円高の正体

円高の正体 (光文社新書)

円高の正体 (光文社新書)

最近、やや円安に振れていることを受けて、「なんで円安なんだろう? そもそも円高になるメカニズムを知らないな・・」と思って読んでみました。今まで為替関係の本は何冊か読んできましたが、同書のおかげでようやく為替レートが変更する仕組みが理解できた気がします。


同書は2012年1月に第1刷が発行され、同年3月に第6刷が発行されていることから、短期間でかなり売れていることがわかります(おそらくベストセラーといっていい)。同書の主張と論理展開を見てみると、

  • 円高は現在の日本にとって悪でしかない
  • TVや他の為替関連の書籍で展開されている円高性善説はまったくの誤り。それは過去の経済データーで明らかに証明できる
  • 為替レートを変化させるパラメーターはいろいろあるが、基本的には自国と他国の通貨流通量の比率によって決定されている
  • 為替の変化で最も着目すべき指標は『予想インフレ率』。中央銀行が自国のマネタリーベースをコントロールすることで、この値を増やしたり減らしたりできる
  • その国の通貨発行量をコントロールできるのは同国の中央銀行のみ。よって金融政策によるマネタリーベースのコントロールでしか円高を阻止することはできない


中でも私の中で新鮮だったのは、「為替レートは自国と他国の通貨流通量の比率によって決定されている」という事実です。

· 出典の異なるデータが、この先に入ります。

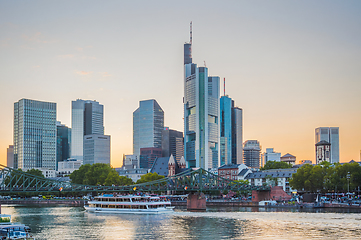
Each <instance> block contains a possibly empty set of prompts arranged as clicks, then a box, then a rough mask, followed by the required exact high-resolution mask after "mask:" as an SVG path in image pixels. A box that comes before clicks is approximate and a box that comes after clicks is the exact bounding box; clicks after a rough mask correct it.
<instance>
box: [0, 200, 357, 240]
mask: <svg viewBox="0 0 361 240" xmlns="http://www.w3.org/2000/svg"><path fill="white" fill-rule="evenodd" d="M2 213H3V214H11V215H12V218H13V219H12V220H13V221H14V222H21V223H24V224H26V225H28V226H29V227H30V228H31V229H32V234H33V235H34V236H35V237H36V239H37V240H39V239H361V229H360V225H361V213H357V212H353V210H334V209H332V210H327V209H317V210H315V209H303V210H302V209H300V210H298V209H279V208H269V209H265V208H250V207H248V208H246V207H242V208H208V209H207V212H187V211H186V210H185V209H179V208H178V209H176V210H175V212H174V213H172V214H166V215H129V214H100V213H88V212H85V211H84V209H83V208H82V207H65V206H63V207H60V206H57V207H39V206H31V207H30V206H2Z"/></svg>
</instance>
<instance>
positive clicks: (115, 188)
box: [0, 164, 270, 194]
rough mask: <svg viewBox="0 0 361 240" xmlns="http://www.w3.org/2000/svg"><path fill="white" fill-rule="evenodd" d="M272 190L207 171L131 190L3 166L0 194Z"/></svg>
mask: <svg viewBox="0 0 361 240" xmlns="http://www.w3.org/2000/svg"><path fill="white" fill-rule="evenodd" d="M222 190H232V191H245V190H270V187H268V186H251V185H246V184H242V183H239V182H235V181H232V180H229V179H225V178H222V177H220V176H218V175H215V174H213V173H211V172H208V171H206V170H204V169H201V168H199V169H195V170H188V171H184V172H182V173H180V174H177V175H174V176H171V177H167V178H163V179H159V180H156V181H152V182H147V183H142V184H134V185H128V186H89V185H80V184H73V183H70V182H63V181H58V180H52V179H47V178H42V177H39V176H35V175H32V174H29V173H26V172H23V171H19V170H16V169H13V168H9V167H6V166H4V165H1V164H0V194H7V193H19V192H59V191H63V192H84V193H85V192H138V191H139V192H155V191H158V192H159V191H161V192H166V191H174V192H207V191H222Z"/></svg>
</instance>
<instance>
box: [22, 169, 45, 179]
mask: <svg viewBox="0 0 361 240" xmlns="http://www.w3.org/2000/svg"><path fill="white" fill-rule="evenodd" d="M26 173H29V174H32V175H35V176H38V177H42V178H44V175H43V172H42V171H41V170H39V169H29V170H28V171H26Z"/></svg>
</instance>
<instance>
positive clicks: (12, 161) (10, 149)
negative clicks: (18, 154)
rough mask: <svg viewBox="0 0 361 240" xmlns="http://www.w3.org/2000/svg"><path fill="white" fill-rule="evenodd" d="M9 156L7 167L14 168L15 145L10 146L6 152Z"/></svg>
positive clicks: (11, 145)
mask: <svg viewBox="0 0 361 240" xmlns="http://www.w3.org/2000/svg"><path fill="white" fill-rule="evenodd" d="M6 153H7V156H6V166H7V167H11V168H13V167H14V145H9V147H8V148H7V150H6Z"/></svg>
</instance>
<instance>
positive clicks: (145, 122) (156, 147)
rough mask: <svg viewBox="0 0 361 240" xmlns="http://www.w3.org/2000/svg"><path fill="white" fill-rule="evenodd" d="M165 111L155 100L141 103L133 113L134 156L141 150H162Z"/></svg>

同書にも書かれていますが、一般的な円高の原因は「経済が堅調と判断されている国の通貨は買われて高くなる」とされています。それはそれで正しくはあるのですが、著者の安達氏によると「それよりも通貨の流通量の比率が与える影響の方が遥かに大きい」とのことで、「そしてそのことは過去の経済データーが証明している」と仰られています。これには非常にビックリしましたが、説明を読むと納得せざるを得ませんでした。


今後、国の年金があてにならないとなると、自分で資産を運用していくしかないのですが、実際にそれを行わなければならなくなった時の判断基準として非常に参考にる本でした。また、私が世界企業で働くようになった時にも、考え方のベースになってくれる気がします。